La veille, il l’avait appelé pour discuter, de chose et d’autre, dont sa rupture. Mais comme ils ne s’étaient pas vus depuis très longtemps, Loïc lui avait proposer d’aller boire un verre dans leur bar habituel pour qu’il puisse lui remonter le moral.

Loïc et lui étaient des amis de longue date.

Ne le voyant pas venir, une demi-heure après, Esteban avait commandé une bière. Une place en terrasse s’était libérée et lui avait fait de l’œil. Il n’avait pas pu résister.

Le soleil était agréable et la brise discrète. Un beau mois de mai, en somme.

⸺ On ne m’a pas attendu, à ce que je vois !

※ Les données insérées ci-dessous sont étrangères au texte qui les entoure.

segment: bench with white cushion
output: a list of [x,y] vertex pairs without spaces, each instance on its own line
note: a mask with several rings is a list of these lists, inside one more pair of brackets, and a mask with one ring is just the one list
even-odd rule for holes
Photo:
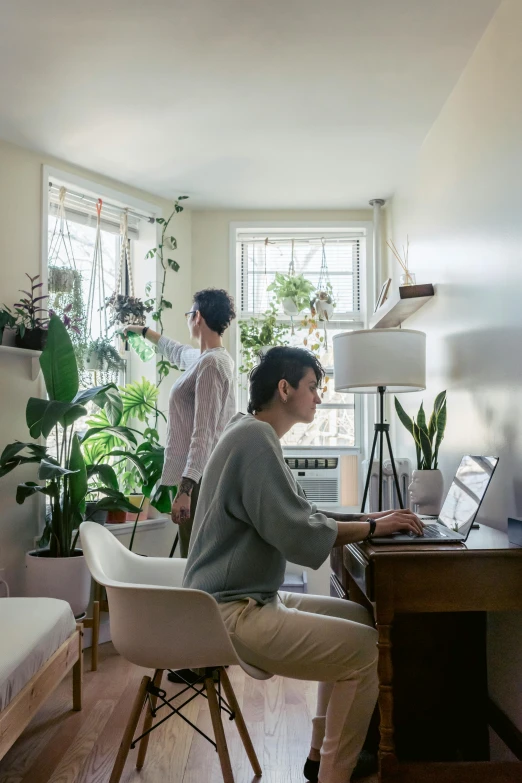
[[71,669],[81,709],[81,633],[66,601],[0,599],[0,758]]

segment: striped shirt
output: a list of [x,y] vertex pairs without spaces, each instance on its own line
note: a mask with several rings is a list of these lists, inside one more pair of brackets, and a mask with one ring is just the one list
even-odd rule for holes
[[183,587],[265,604],[287,560],[319,568],[336,538],[337,523],[304,497],[274,428],[238,413],[205,468]]
[[225,425],[236,411],[234,362],[224,348],[197,348],[160,337],[158,349],[185,372],[171,389],[161,483],[199,481]]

Loïc arrivait enfin, avec presque une heure de retard. Il fit signe au serveur et s’assit à ses côtés.

Ils échangèrent un sourire et une poignée de main.

⸺ Comment ça va, alors ?

Le visage d’Esteban se força à être joyeux. Mais, au fond de lui, son esprit était un peu en reconstruction. Deux mois s’étaient écoulés depuis la séparation et la plaie tardait à se refermer.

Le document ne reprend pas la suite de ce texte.